Ilha dos Cães brinca com essa estrutura narrativa, com Wes Anderson fazendo uma homenagem aos temas e inspirações do Studio Ghibli ao fazer isso. O filme até pausa para apresentar cada ato, com a Parte Um intitulada “O Pequeno Piloto,” a Parte Dois chamada “A Busca por Spots,” a Parte Três intitulada “O Encontro” e a Parte Quatro como “A Lanterna de Atari.” Ao incluir essa estrutura de enredo narrativa, Ilha dos Cães consegue explorar melhor seus temas e mensagens, proporcionando mais tempo para os momentos internos de autorreflexão que Chief, Atari e Tracy vivenciam ao longo do filme.
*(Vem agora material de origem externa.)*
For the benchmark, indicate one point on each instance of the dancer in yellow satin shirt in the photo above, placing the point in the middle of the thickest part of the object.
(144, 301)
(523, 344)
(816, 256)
Assim, a jornada de Chief, de um vira-lata desconfiado dos humanos a fiel guarda-costas de Atari, o crescimento de Atari de um garoto simples sob o domínio de seu tio, enquanto sente falta de seu cachorro, até se tornar o salvador dos cães e prefeito da cidade de Megasaki, e a evolução de Tracy de repórter de jornal a ativista capaz de provocar mudanças, recebe mais espaço para se desenvolver, fazendo com que esses pontos sejam o foco principal do filme. Até mesmo o conflito se resolve pacificamente, com o prefeito Kobayashi mudando de ideia ao se deparar com as fortes crenças de Atari.
O Meio Artístico Recebe Tanta Consideração Quanto a História
A Animação em Stop-Motion Reflete a Arte Meticulosa dos Filmes do Studio Ghibli
O estilo de arte icônico do Studio Ghibli e de Hayao Miyazaki frequentemente é fundamental para sua narrativa, recebendo tanto cuidado e atenção quanto a própria história. Os filmes do Studio Ghibli são renomados por suas animações meticulosas e deslumbrantes, que capturam tanto a grandeza impressionante quanto a beleza sutil da vida cotidiana. Mundos como O Castelo no Céu, A Viagem de Chihiro e Princesa Mononoke ganham vida graças à harmonia entre visuais e narrativa, amplificando seu impacto emocional e temático. Assim, a arte do Studio Ghibli serve mais do que apenas um simples pano de fundo ou meio, mas assume uma força na própria narrativa, frequentemente refletindo os temas e emoções centrais da história.
Ilha dos Cães se inspira na consideração de arte de Miyazaki e do Studio Ghibli com sua animação em stop-motion — indiscutivelmente um dos melhores filmes nesse estilo desde 2015. Dada a natureza meticulosa desse meio artístico, cada momento do filme parece autêntico e intencional, reforçando os temas e o tom da trama. A qualidade artesanal permite um nível de detalhe e personalidade incomparáveis, trazendo as sutilezas de cada personagem — e das próprias cenas — à vida de uma forma muito mais vibrante do que alternativas em situações reais. Isso também realça as homenagens culturais presentes no filme, retratando melhor a estética japonesa, como as impressões em madeira e os tecidos utilizados na produção. No fim das contas, a animação em stop-motion confere a Ilha dos Cães um charme distintivo e intencional, enquanto o filme carrega o peso emocional das histórias dos personagens diretamente ao público.